Entre el Corán y Der Stürmer: Antisemitismo en el mundo árabe (Egon Friedler)

Si en algún momento pudo pensarse que el odio antijudío era un factor marginal o un arma táctica utilizada sólo ocasionalmente en el marco del conflicto árabe-israelí, el libro del profesor Robert Wistrich, Muslim Antisemitism – A clear and present danger, recientemente editado demuestra que por su virulencia y difusión masiva se parece cada vez más a la masiva propaganda antisemita del régimen hitlerista en Alemania.

El American Jewish Committee de Nueva York acaba de editar un excelente trabajo del profesor Robert Wistrich, de la Universidad Hebrea de Jerusalem acerca del antisemitismo islámico, bajo el elocuente título en inglés: Muslim Antisemitism – A clear and present danger. A pesar de su dimensión reducida, poco más de 50 páginas, el estudio del profesor Wistrich logra brindarnos un resumen coherente, claro y abarcativo del tema. Si en algún momento pudo pensarse que el odio antijudío era un factor marginal o un arma táctica utilizada sólo ocasionalmente en el marco del conflicto árabe-israelí, el trabajo del profesor Wistrich demuestra que por su virulencia y difusión masiva se parece cada vez más a la masiva propaganda antisemita del régimen hitlerista en Alemania.

Wistrich escribe: “Los judíos son retratados en caricaturas árabes como demonios y como asesinos, personas despreciables que deben ser temidas y evitadas. Siempre son vistos como el origen de todo mal y toda corrupción, protagonistas de una temible conspiración para infiltrarse y destruir a la sociedad musulmana para apoderarse del mundo. La distorsión visual más corriente del judío es caracterizarlo como un hombre oscuro, barbado y jorobado, el tipo de estereotipo odioso del panfletario órgano de propaganda nazi Der Stürmer”.
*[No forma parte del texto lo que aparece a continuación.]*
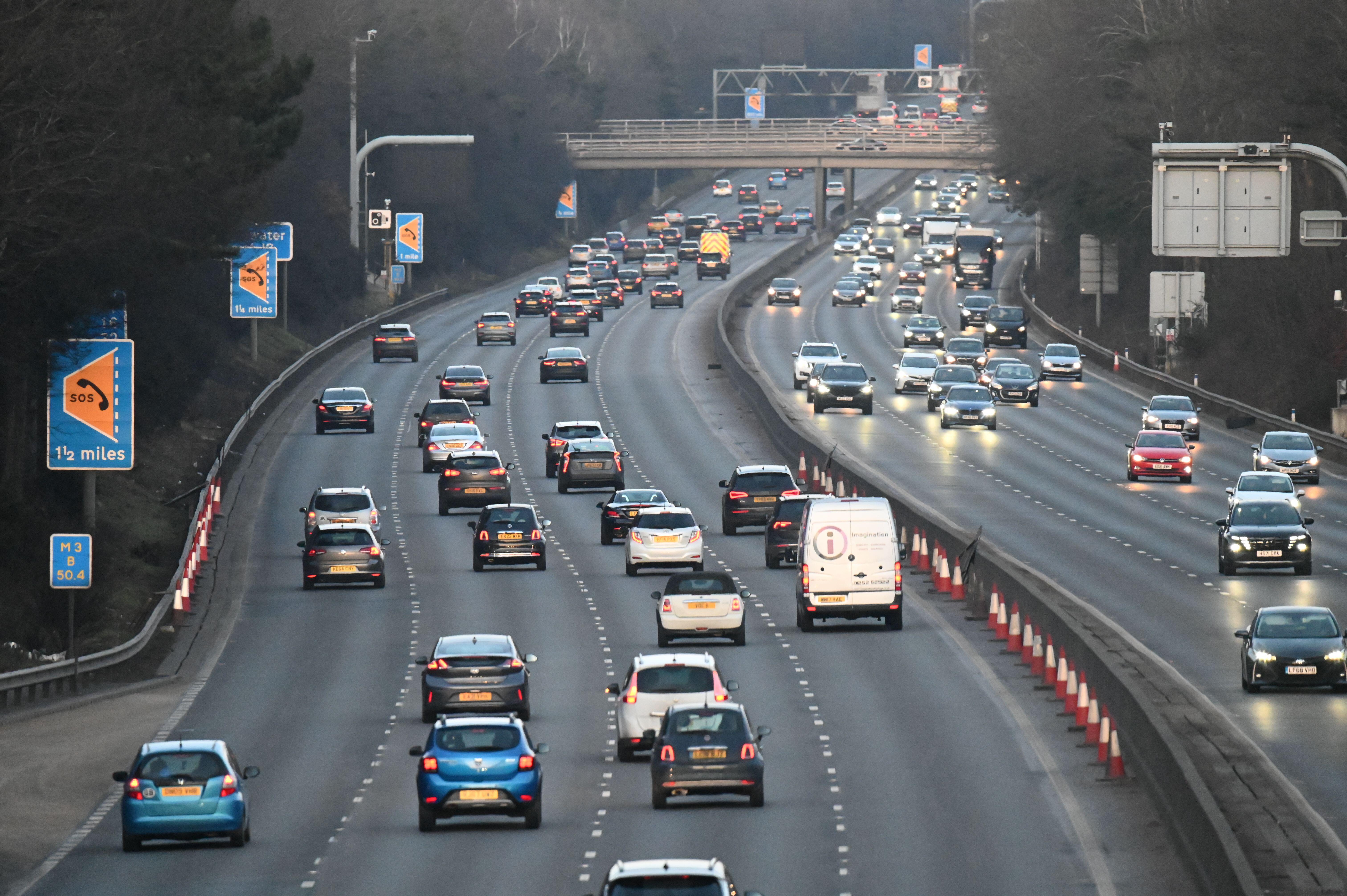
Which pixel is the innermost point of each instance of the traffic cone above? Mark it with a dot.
(1116, 770)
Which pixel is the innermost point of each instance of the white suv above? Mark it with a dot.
(701, 605)
(662, 538)
(655, 682)
(810, 355)
(341, 506)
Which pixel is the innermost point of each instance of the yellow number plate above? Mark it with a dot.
(181, 792)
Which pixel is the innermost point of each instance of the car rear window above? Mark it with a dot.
(676, 680)
(343, 538)
(341, 503)
(190, 766)
(487, 739)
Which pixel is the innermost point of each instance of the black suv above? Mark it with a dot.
(752, 494)
(475, 674)
(844, 386)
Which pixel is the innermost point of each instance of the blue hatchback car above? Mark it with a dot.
(479, 766)
(185, 790)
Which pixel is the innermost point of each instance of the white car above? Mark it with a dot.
(810, 355)
(1265, 487)
(701, 605)
(867, 265)
(1061, 360)
(653, 684)
(663, 538)
(915, 371)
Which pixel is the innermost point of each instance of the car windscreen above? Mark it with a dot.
(1276, 514)
(676, 680)
(665, 522)
(1288, 442)
(1296, 624)
(341, 503)
(1264, 483)
(343, 538)
(190, 766)
(486, 739)
(1160, 440)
Wistrich desmiente el reiterado y falaz argumento árabe de que como los árabes son ellos mismos semitas no pueden ser antisemitas. Sostiene que como el concepto de semita implica una definición lingüística y no nacional o racial, sólo tiene un significado preciso en relación a la familia semítica de lenguajes, que incluye el hebreo, el árabe y el arameo. En segundo lugar, recuerda que el término “antisemitismo” acuñado en Alemania por Wilhelm Marr en 1879, nunca estuvo referido a los árabes.

Con admirable poder de síntesis, Wistrich pasa revista a las relaciones entre judíos y musulmanes desde el siglo séptimo de la Era Cristiana hasta nuestros días. Si bien admite que hubo períodos de relativa tolerancia en los cuales los judíos pudieron avanzar en el campo intelectual, disfrutar de prosperidad económica y ocasionalmente alcanzar cierta influencia política en el seno de regímenes islámicos, con mayor frecuencia de lo que generalmente se reconoce, su existencia en países que van desde Marruecos a Irán se caracterizó por la miseria, la humillación y la violencia popular.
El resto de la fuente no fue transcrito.